Black & Decker Beats Estimates Amid Higher Sales

Black & Decker Corp. (BDK), the power tools and home improvement products maker, said Tuesday second-quarter profit rose 27 percent on increased sales, exceeding Wall Street estimates.

The company said its quarterly income grew to $154 million, or $1.88 per share, for the April-June period from $121.6 million, or $1.50 per share, a year ago.

Revenue rose 31 percent to $1.7 billion from $1.3 billion last year. Sales from existing businesses accounted for 11 points of the increase, including 3 points from foreign currency rates, and sales from the Porter-Cable (search) and Delta Tools Group (search) acquisitions accounted for the other 20 points of the increase.

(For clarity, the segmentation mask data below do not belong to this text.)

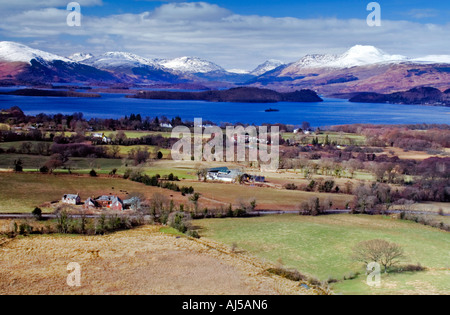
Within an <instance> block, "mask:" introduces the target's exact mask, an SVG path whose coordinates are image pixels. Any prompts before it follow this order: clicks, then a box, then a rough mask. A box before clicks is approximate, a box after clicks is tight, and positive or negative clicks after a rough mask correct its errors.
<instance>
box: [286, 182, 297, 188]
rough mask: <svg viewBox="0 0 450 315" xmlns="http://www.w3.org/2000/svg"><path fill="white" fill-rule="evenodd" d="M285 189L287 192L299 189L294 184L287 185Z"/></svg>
mask: <svg viewBox="0 0 450 315" xmlns="http://www.w3.org/2000/svg"><path fill="white" fill-rule="evenodd" d="M284 188H286V189H287V190H297V188H298V187H297V186H296V185H295V184H293V183H292V184H286V185H285V186H284Z"/></svg>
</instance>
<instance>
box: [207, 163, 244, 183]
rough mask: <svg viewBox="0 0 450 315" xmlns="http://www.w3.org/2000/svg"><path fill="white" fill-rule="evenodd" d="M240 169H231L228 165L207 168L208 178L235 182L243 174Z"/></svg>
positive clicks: (207, 175) (223, 180) (207, 177)
mask: <svg viewBox="0 0 450 315" xmlns="http://www.w3.org/2000/svg"><path fill="white" fill-rule="evenodd" d="M241 174H242V173H241V171H239V170H230V169H228V167H218V168H210V169H208V170H207V173H206V178H207V179H208V180H218V181H222V182H229V183H231V182H234V181H235V180H236V178H237V177H239V176H240V175H241Z"/></svg>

Analysts surveyed by Thomson Financial expected earnings per share of $1.77 on revenue of $1.66 billion.

"Sales were also very strong in the Price Pfister (search) and Kwikset divisions, helping Black & Decker post 8 percent organic sales growth after outstanding growth in the second quarter of 2004," Nolan D. Archibald, chairman and chief executive, said in a statement. "This growth, combined with higher operating margin in existing businesses and a solid contribution from the acquired tools business, enabled us to exceed expectations and extend our track record of operating improvement."

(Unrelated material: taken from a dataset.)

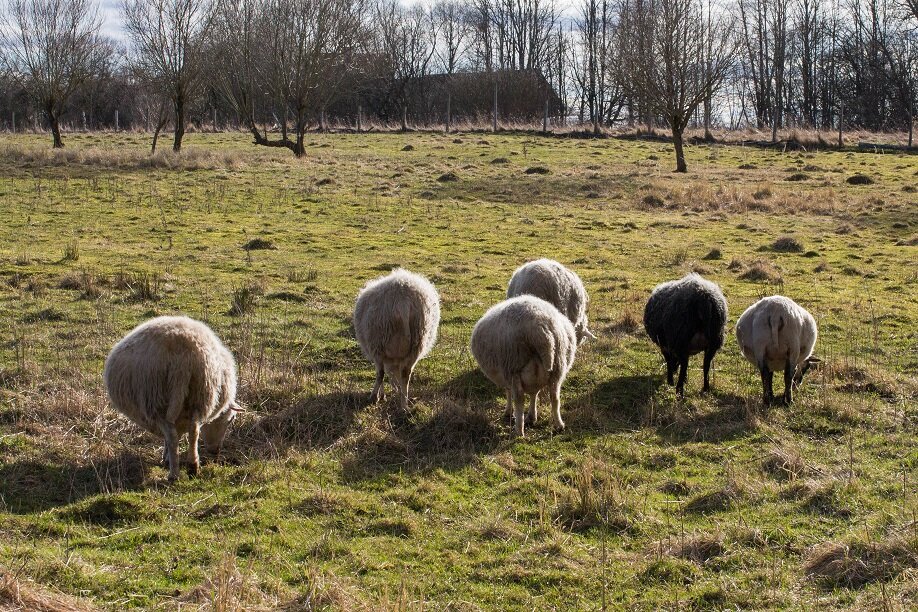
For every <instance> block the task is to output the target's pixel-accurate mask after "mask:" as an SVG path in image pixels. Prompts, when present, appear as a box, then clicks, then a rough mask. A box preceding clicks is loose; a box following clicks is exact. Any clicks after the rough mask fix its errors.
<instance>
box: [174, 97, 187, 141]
mask: <svg viewBox="0 0 918 612" xmlns="http://www.w3.org/2000/svg"><path fill="white" fill-rule="evenodd" d="M183 136H185V97H184V96H181V95H178V96H176V98H175V138H174V139H173V140H172V150H173V151H175V152H176V153H178V152H179V151H181V150H182V137H183Z"/></svg>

The company forecast third-quarter earnings of $1.62 to $1.67, and earnings of $6.70 to $6.80 per share for the year, excluding the favorable impact of an insurance settlement in the first quarter.

Analysts estimate earnings per share of $1.66 for the third quarter and $6.66 for the full year.

In April, the company said it would cut about 675 jobs with the close of its Fayetteville plant by December 2006.

Shares of the company rose 15 cents to $91.95 on the New York Stock Exchange (search).